John Wick Should’ve Stopped At One

Among the thoughts I had early in John Wick 3 was to wonder how many white people are killed over the trilogy’s course. By which I mean how few. I should note that I started writing this post during the interminable Continental siege at the end which left me feeling well before it’s conclusion little more than hollow and impatient.

(Before proceeding, I should note that I tried to find out the answer to my wondering but didn’t have any luck.)

This really served only to reinforce that I found most of the film’s violent action to be some unfortunate combination of boring, cartoonish, and soul-deadening.

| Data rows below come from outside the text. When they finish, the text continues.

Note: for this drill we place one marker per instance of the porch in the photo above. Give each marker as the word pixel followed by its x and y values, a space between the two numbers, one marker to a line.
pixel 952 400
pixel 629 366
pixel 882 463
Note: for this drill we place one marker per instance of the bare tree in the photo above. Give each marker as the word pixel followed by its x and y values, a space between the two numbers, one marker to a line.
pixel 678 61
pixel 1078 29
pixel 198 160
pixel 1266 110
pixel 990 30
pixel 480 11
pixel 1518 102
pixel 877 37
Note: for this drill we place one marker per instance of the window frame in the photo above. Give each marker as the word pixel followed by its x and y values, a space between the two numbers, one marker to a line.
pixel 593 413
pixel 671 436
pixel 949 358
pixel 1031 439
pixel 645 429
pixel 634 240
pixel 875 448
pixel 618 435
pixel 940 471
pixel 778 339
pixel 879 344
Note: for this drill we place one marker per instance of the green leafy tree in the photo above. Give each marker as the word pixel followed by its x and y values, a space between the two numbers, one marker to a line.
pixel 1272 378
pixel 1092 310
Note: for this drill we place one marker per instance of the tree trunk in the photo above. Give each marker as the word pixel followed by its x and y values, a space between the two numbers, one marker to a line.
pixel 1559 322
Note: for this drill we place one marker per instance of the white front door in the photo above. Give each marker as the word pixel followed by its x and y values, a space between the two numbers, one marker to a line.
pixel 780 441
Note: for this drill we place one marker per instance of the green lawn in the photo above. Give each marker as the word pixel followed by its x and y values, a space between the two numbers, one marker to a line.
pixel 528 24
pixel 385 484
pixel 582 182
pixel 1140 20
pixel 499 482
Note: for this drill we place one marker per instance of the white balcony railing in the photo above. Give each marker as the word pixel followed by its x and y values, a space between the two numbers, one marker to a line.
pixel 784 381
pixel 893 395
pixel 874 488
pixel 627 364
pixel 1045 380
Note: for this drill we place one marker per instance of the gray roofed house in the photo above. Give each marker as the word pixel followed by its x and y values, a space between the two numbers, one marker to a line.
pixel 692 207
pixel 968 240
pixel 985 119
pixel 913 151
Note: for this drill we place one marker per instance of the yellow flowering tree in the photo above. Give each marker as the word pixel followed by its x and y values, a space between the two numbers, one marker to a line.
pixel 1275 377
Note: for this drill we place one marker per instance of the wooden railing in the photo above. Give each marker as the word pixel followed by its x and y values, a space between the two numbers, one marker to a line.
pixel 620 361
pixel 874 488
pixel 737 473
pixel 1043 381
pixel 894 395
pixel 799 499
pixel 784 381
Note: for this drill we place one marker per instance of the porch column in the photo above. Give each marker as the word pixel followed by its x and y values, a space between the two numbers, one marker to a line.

To be clear, I enjoyed the first movie for its comparative purity, if you can say such a thing. I didn’t particularly enjoy the second one because I found it repetitive and I simply didn’t care, but I very much did appreciate the expanded world-building. I’d hoped for even more of that in the third, but what little of it there was I didn’t find especially interesting or engaging.

I won’t argue that the trilogy isn’t well-made, because it is such, but I understood why the first one mattered as a story, and the second at least mattered for its greater sense of the larger world. I don’t really understand why the third one exists outside of the rationale of franchising. I watched this because absent some substantial obstacle of taste I’m something of a completionist in my pop culture consumption. That obstacle has been reached; I won’t be watching the fourth.

This was the first of a small set of movies I’m trying to get in before my month of HBO Max ends. Hopefully I’ll have more success with at least one of The Fallout, Kimi, Last Night in Soho, and Tenet.